The Theatre of Satire

2 Triumfalnaya Square
In 1934, Bulgakov signed an agreement with the Theatre of Satire on the play Beatitude, which was subsequently reworked into the comedy Ivan Vasilevich (adapted for screen in 1973 by L. Gaidai). At that time, the Theatre of Satire stood on the opposite side of the square. In 1974, the old theatre building was demolished.

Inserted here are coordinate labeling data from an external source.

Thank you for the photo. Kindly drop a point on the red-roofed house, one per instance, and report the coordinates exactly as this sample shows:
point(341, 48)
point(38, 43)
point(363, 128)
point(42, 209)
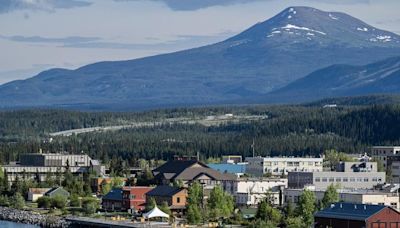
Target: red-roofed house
point(134, 197)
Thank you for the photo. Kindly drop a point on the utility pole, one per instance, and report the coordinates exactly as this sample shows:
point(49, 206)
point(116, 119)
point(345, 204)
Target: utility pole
point(252, 146)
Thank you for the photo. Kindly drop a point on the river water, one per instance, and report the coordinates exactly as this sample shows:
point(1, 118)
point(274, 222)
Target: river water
point(7, 224)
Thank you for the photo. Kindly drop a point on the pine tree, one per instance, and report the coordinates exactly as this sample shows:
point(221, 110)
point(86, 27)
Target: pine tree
point(306, 207)
point(330, 196)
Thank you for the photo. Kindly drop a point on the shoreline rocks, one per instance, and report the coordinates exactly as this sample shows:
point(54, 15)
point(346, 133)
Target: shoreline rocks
point(29, 217)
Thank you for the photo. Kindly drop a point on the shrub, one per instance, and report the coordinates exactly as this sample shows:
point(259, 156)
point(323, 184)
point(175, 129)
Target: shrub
point(44, 202)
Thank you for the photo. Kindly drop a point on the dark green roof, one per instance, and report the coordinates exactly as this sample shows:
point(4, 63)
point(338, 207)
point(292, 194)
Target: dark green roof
point(349, 211)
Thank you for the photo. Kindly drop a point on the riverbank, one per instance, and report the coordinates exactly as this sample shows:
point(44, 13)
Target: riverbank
point(29, 217)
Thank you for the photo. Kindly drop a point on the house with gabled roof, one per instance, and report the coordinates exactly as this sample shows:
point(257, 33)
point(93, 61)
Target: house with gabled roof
point(175, 197)
point(357, 216)
point(188, 171)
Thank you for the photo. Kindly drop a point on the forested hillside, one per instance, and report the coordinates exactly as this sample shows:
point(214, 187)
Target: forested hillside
point(288, 130)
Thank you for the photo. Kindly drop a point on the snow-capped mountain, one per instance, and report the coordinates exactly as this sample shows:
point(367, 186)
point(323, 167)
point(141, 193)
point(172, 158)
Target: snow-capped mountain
point(241, 69)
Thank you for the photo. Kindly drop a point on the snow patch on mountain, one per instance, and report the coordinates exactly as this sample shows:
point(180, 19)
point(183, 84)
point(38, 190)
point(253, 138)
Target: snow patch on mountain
point(363, 29)
point(333, 17)
point(290, 26)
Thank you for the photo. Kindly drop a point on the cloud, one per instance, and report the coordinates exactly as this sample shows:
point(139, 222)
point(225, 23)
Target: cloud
point(189, 5)
point(44, 5)
point(39, 39)
point(179, 42)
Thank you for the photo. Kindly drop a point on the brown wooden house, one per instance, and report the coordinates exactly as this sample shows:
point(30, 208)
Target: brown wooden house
point(174, 196)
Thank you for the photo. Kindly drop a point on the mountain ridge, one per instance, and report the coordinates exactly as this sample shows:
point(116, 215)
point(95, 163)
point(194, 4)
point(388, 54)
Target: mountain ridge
point(267, 56)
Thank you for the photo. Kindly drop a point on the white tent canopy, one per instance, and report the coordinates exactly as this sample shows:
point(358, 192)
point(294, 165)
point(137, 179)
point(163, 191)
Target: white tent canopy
point(155, 212)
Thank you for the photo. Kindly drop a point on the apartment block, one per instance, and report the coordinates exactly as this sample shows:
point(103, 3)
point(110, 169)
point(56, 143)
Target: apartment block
point(350, 196)
point(250, 192)
point(258, 166)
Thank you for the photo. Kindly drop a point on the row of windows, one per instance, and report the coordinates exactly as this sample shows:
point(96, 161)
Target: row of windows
point(347, 179)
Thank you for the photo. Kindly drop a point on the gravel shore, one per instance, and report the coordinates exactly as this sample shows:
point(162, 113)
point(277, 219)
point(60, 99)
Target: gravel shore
point(28, 217)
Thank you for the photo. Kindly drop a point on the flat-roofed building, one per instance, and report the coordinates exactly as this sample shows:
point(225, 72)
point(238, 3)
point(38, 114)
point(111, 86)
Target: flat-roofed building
point(386, 154)
point(321, 180)
point(363, 196)
point(395, 169)
point(250, 192)
point(38, 166)
point(258, 166)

The fantastic dual work of Beatitude and Ivan Vasilevich was written by Bulgakov from 1929 to 1935. According to the writer’s third wife, Elena Bulgakova, the comedy about Moscow in the year 2222 did not impress the artists at the Theatre of Satire: ‘1934. On 25th April, Mikhail read Beatitude in the Satire Theatre. The reading was flat. They want it to be changed… They have some kind of funny play with Ivan the Terrible in mind.’ At the end of 1935, the artists at the Theatre of Satire were much more enthusiastic about the play Ivan Vasilevich, and after the Main Repertoire Committee gave its approval, rehearsals began. However, the waves around the prohibition of The Cabal of Hypocrites and the anti-Bulgakov campaign in the press caught up with Ivan Vasilevich – E. Bulgakova recalled sensing the theatre’s reluctance to stage the comedy at the rehearsals. On 13th May 1936, the show was banned after the full-dress rehearsal – at the end of the rehearsal, Veniamin Furer (Head of the Department of Cultural Enlightenment of the Moscow Committee of the All-Union Communist Party) gave some laconic advice: ‘I would not advise you to put it on’.
Elena Bulgakova recalled how, in January 1934, whilst Bulgakov had his head down in his work on Beatitude, he anticipated a sad outcome: ‘They won’t accept anything with my name on it. Even if it comes out well’.